While the sci-fi-ness of it all gets a little campy at times, for the most part, the book seems written with a sincerity uncommon amongst what could be called "entertainment literature". One almost forgets amid the parables and aphorisms that they are reading fantasy because the well developed characters and lush imagery bring an even better-developed social commentary and metaphysics to the fore. Among the more thought provoking topics discussed are morality of conflict, xenophobia, cencorship, hegemony, and of course, politics.

Unique to Card's writing is his ability to demand that you become emotionally attached to the way of life of the characters and the environment in which the reside. It embues your mind with magnificent ideals of a united humanity dressed in antebellum military tradition in the limitless frontier of space. It stokes one's lust for innovation and advancement, both of onesself and of society-at-large. I strongly reccomend that you give this book a try, even if you don't usually shop in the sci-fi paperback section of Barnes & Noble.

Typically my interest in the advancement of modes of transportation and habitation is of a decidedly more terrestrial nature, confined by silly things like gravity and friction. So naturally the idea of an architecture that is somewhat free of those constraints is compelling to say the least.

I've often cynically scowled at humanity's petty differences, so long unresolved that efforts at international cooperation are at best, comedic. I wonder if it would really take near-annhilation to unite men toward a common goal, to urge us over the Kármán line and into the infinite vaccum of space. To progress toward a truly advanced species, we'll have to devise a way to shed our feudal stranglehold on information and knowledge.

It is my belief that certain technologies should be strictly for the benefit of mankind as opposed to perpetuating the viscious cycle of ownership and entitlement. The confusion the native americans experienced with the idea that someone could "own"a piece of land is very similar to my sentiment regarding copyrighting and the perpetuation of capitalism.

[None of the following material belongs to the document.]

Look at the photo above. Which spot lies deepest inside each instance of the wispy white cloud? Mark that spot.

One of the central tenets of technological advancement is to "make life easier" (or so we are led to believe) for the general public. Technologies that we currently enjoy cost money, which, as I've said before, is nothing more than a relatavistic denomenator of work accomplished. Because of this, advancing technologies don't actually make ones life any 'easier', it just makes it more tedious and specific.

For these reasons books like Ender's Game are somewhat depressing to me because I know that as human beings, it is essentially impossible for us to stop bickering about petty bullshit long enough to do something truly great like travel to other worlds or (gasp!) actually cure a disease. Despite the meddling of evil politicians and theocratic zealots in Card's version of future-Earth, people have somehow huddled together out of fear long enough to realize that for the most part, were more than the sum of our failures and internal conflict is counterproductive.

Though this book is nearly as old as I am and has enjoyed a wide readership to date, I encourage you to give it a read if you haven't already. And if you're one of those people that requires apochryphal accolades to persuade you, It recieved both the Hugo and Nebula awards which I suppose means that if it's that good in the eyes of sci-fi nerds, it'll knock your fucking socks off.